We see Han trying to get Leia to admit how she feels about him, while Leia is more concerned about getting him to join the cause. We see Padmé trying to be practical and focus on the mission while Anakin can’t shut up about his feelings. We see Luke saving the day not by being the ultimate badass macho fighter man, but by appealing to his father’s conscience, his love, the good in Anakin Skywalker. We see plenty of instances of men asking for help and accepting help, showing emotion without being judged or fear of being judged, wanting love and family, etc. We also see romantic rivalry between Han and Luke, and Han and Lando, that does not turn into any kind of “fight” for Leia’s affections, because it’s Leia’s choice and they all know and respect that. In fact, the three guys are friends and stay that way.
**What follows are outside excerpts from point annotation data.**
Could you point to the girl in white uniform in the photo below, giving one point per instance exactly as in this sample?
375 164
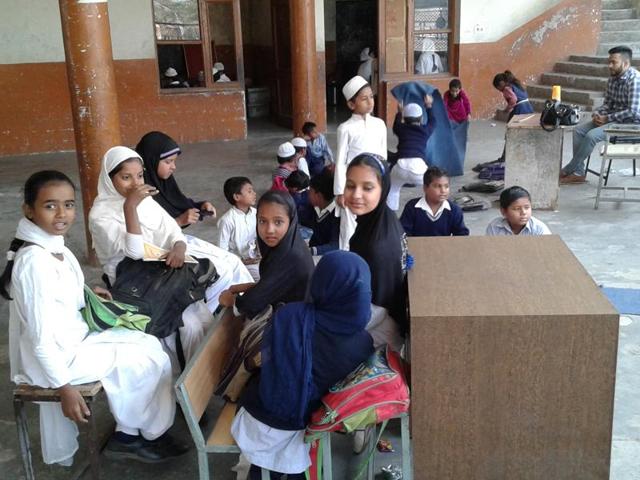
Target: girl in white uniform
51 346
124 217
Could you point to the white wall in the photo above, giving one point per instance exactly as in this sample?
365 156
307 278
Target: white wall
490 20
329 20
30 30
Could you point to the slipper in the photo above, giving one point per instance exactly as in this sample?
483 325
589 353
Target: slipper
469 204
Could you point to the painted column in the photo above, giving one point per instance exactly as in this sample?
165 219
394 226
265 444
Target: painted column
94 102
303 62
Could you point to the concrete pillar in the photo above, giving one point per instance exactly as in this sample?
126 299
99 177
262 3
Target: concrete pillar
94 102
303 62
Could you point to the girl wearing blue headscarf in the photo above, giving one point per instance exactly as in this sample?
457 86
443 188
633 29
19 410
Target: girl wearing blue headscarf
306 349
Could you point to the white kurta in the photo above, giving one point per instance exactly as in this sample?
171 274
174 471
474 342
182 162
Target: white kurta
112 243
359 134
277 450
237 232
50 346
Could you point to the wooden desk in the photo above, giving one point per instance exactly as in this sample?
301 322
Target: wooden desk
533 158
513 354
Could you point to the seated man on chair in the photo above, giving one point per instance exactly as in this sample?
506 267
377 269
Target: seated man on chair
621 105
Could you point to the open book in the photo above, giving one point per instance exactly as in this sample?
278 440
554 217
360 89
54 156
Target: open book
157 254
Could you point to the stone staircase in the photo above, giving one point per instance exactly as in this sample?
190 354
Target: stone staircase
584 78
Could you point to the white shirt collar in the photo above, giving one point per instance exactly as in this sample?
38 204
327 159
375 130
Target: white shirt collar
422 203
329 208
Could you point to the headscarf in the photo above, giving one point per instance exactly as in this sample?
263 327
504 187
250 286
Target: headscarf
340 304
152 148
378 240
285 269
106 218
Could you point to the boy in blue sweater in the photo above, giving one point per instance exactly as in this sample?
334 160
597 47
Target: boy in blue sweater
433 215
324 223
412 145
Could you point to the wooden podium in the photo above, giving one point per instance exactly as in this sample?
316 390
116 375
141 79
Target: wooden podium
513 360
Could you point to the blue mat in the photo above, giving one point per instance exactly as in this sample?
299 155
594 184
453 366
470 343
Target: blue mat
626 300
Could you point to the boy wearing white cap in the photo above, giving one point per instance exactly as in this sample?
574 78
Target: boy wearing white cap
218 73
287 163
412 142
362 133
300 144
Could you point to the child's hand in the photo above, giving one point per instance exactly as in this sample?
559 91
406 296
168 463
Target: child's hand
139 193
410 261
188 217
73 405
103 292
175 258
227 299
428 101
208 207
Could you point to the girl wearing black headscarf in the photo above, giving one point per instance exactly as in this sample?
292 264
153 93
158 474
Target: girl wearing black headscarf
306 349
379 239
159 153
286 265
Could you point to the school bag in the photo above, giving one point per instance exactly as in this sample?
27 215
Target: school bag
494 171
101 314
162 292
373 393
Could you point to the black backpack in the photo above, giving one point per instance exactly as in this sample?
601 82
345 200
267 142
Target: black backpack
556 114
162 292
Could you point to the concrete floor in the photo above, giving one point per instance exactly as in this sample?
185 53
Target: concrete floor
605 242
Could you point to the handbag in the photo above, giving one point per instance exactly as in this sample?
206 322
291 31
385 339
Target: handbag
101 314
162 292
556 114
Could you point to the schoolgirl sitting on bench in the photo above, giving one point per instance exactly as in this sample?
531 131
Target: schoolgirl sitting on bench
286 265
50 344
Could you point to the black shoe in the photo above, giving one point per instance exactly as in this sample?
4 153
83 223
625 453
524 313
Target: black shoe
168 446
146 451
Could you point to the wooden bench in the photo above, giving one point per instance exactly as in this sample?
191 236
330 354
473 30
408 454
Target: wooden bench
28 393
195 388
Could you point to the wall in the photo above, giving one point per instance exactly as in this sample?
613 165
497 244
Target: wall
33 75
531 48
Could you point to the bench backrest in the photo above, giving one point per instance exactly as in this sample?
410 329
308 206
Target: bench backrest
203 371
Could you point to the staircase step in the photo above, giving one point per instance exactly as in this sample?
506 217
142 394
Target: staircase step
538 106
582 82
569 95
619 14
620 36
576 68
603 47
615 4
600 60
617 25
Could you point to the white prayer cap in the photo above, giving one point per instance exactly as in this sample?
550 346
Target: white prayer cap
428 45
412 110
299 142
287 150
353 86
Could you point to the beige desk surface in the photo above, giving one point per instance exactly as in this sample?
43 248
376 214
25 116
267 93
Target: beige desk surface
500 276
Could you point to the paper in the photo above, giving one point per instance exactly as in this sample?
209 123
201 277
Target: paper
157 254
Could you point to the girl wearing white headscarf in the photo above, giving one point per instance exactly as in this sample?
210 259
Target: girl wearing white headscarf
51 346
117 235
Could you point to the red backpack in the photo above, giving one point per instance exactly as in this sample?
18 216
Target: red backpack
373 393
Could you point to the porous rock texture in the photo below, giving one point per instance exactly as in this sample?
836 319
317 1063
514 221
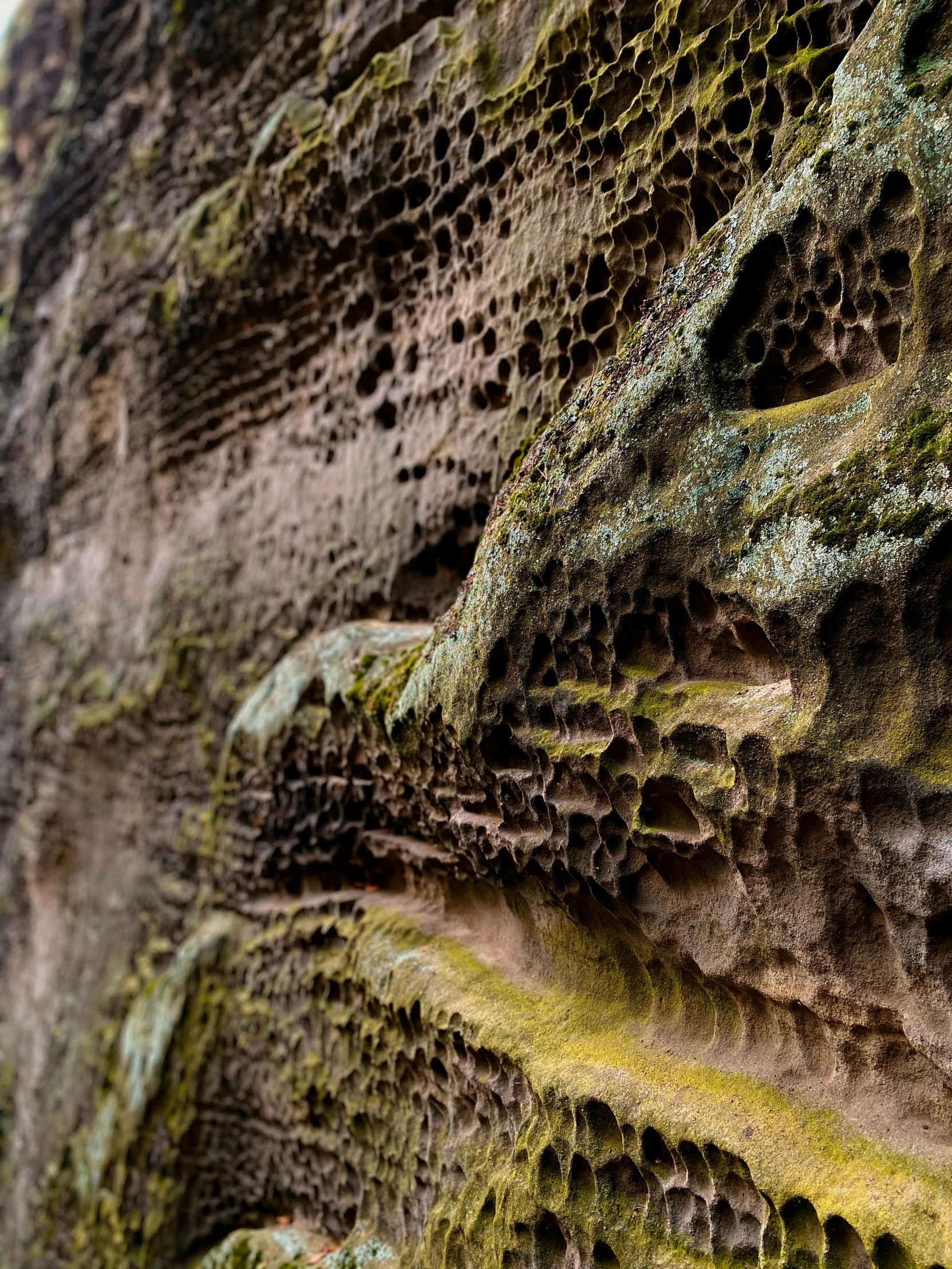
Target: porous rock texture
476 702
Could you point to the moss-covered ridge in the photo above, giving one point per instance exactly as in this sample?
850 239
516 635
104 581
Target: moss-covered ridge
651 447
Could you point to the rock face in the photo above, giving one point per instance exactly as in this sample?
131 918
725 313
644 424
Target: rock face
476 702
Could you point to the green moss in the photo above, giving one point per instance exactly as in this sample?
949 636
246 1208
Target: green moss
579 1040
376 693
843 503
All of that is the opposite of toxic masculinity, as far as I can tell.
If anything, the prequel trilogy is a cautionary tale about the importance of keeping your emotions, especially your anger, in check, and the original trilogy is basically how to do it right. Darth Vader is not portrayed as some kind of masculine ideal to strive for, he’s the bad guy. Luke, with his emotional openness and explicit refusal to give in to anger and hatred and violence, is the good guy. Luke is a character you can show to a little kid and say “this is a hero”.
I guess if you twist it enough you can see sexism and toxic masculinity in everything, and I’m not saying these movies are perfect. They have plenty of problems. But when it comes to portrayals of male heroism (and villainy), I think they’re actually pretty damn good.